4.1. [eiser] heeft zijn vorderingen in de eerste plaats gestoeld op de stelling dat White Villa c.s. de bij 2.11 aangehaalde overeenkomst dient na te komen. Niet in geschil is dat deze overeenkomst kan worden aangemerkt als een vaststellingsovereenkomst waarmee werd beoogd de geschillen tussen partijen in der minne te regelen. Deze vaststellingsovereenkomst (hierna aan te duiden als: de schikkingsovereenkomst of ook: de schikking) heeft betrekking op de vergoedingen die Sena uitkeert aan de fonogrammenproducent van de [B] tracks, de zogenoemde ‘producentenvergoedingen’. De definitie van fonogrammenproducent in de WNR luidt als volgt: ‘de natuurlijke of rechtspersoon die een fonogram voor de eerste maal vervaardigt of doet vervaardigen’. In de door Sena gehanteerde definitie is daaraan toegevoegd: ‘en die daarvoor de financiële verantwoordelijkheid heeft’.

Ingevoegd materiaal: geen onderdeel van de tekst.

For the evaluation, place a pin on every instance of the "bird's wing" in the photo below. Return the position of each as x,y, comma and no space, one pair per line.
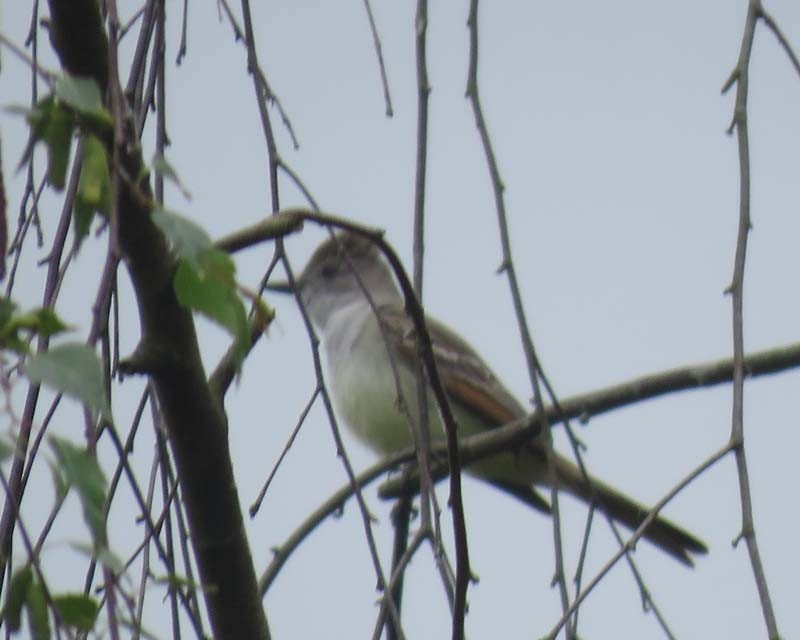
467,379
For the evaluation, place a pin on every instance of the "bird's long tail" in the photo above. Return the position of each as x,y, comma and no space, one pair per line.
661,532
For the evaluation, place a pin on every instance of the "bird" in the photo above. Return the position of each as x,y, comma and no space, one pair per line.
354,303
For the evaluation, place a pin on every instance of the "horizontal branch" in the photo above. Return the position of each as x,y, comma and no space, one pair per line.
516,433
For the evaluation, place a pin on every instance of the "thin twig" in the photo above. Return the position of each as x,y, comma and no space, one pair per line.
532,360
300,422
376,40
631,542
741,76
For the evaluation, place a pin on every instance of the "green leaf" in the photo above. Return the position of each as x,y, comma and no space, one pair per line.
83,472
82,94
73,369
94,186
76,610
161,165
189,240
7,449
53,125
16,597
36,606
41,321
216,298
7,309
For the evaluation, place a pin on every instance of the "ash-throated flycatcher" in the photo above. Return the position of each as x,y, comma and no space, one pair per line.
360,354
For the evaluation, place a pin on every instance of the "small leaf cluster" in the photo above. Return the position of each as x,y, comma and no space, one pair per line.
75,105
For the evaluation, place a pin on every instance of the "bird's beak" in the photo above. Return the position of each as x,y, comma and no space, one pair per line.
280,286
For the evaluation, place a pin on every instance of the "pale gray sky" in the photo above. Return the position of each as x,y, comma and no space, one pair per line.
622,192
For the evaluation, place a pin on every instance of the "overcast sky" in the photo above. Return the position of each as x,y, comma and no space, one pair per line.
622,196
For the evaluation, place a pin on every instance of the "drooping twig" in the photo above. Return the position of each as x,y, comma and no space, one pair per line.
740,76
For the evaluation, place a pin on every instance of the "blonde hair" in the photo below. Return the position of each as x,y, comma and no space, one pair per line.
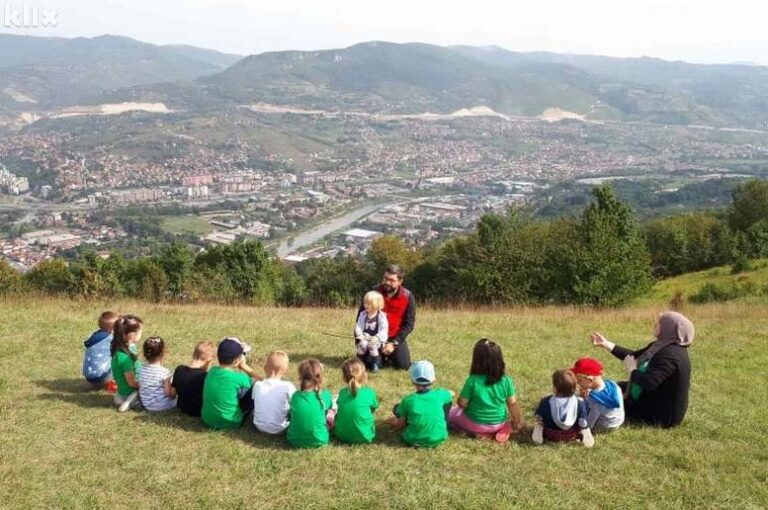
107,320
204,351
354,375
276,361
374,299
311,376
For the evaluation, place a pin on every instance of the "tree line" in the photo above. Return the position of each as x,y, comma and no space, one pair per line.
604,257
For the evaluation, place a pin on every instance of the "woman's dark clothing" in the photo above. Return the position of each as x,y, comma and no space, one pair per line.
665,383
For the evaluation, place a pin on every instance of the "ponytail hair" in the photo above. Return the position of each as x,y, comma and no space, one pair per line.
354,375
488,360
311,376
124,326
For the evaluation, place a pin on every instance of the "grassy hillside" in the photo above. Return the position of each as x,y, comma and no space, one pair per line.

4.12. Uit het vorenstaande volgt dat voorshands niet voldoende aannemelijk wordt geacht dat de rechter in een eventuele bodemprocedure de zienswijze van [eiser] ten aanzien van de uitleg van de schikking zal volgen, zodat niet behoeft te worden toegekomen aan het beroep op dwaling van White Villa c.s. Ten overvloede wordt daarbij opgemerkt dat voor zover White Villa c.s. zich erop beroept dat zij gedwaald heeft bij de totstandkoming van de schikking omdat [eiser] bij overeenkomst van 29 augustus 2007 al afstand zou hebben gedaan van zijn rechten op royalty’s en dergelijke (zodat de schikking geheel overbodig was) die stelling – los van de vraag of die overeenkomst een vervalsing is, hetgeen [eiser] stelt, maar White Villa c.s. uitdrukkelijk betwist – wordt verworpen. [gedaagde 2] heeft immers ter zitting desgevraagd meegedeeld de overeenkomst van 29 augustus 2007 weliswaar niet direct in zijn administratie te hebben aangetroffen, maar de inhoud ervan wel ‘in zijn hoofd’ te hebben gehad, tijdens de totstandkoming van de schikking. De inhoud van die brief heeft hij dus bij de totstandkoming van de schikking kunnen betrekken. Ook de verklaring van White Villa c.s. dat zij de [B] tracks royaltyvrij aan Cloud 9 heeft overgedragen, wijst erop dat [gedaagde 2] er al voor het sluiten van de vaststellingsovereenkomst van uitging dat [eiser] afstand had gedaan van zijn rechten op royalty’s en dergelijke.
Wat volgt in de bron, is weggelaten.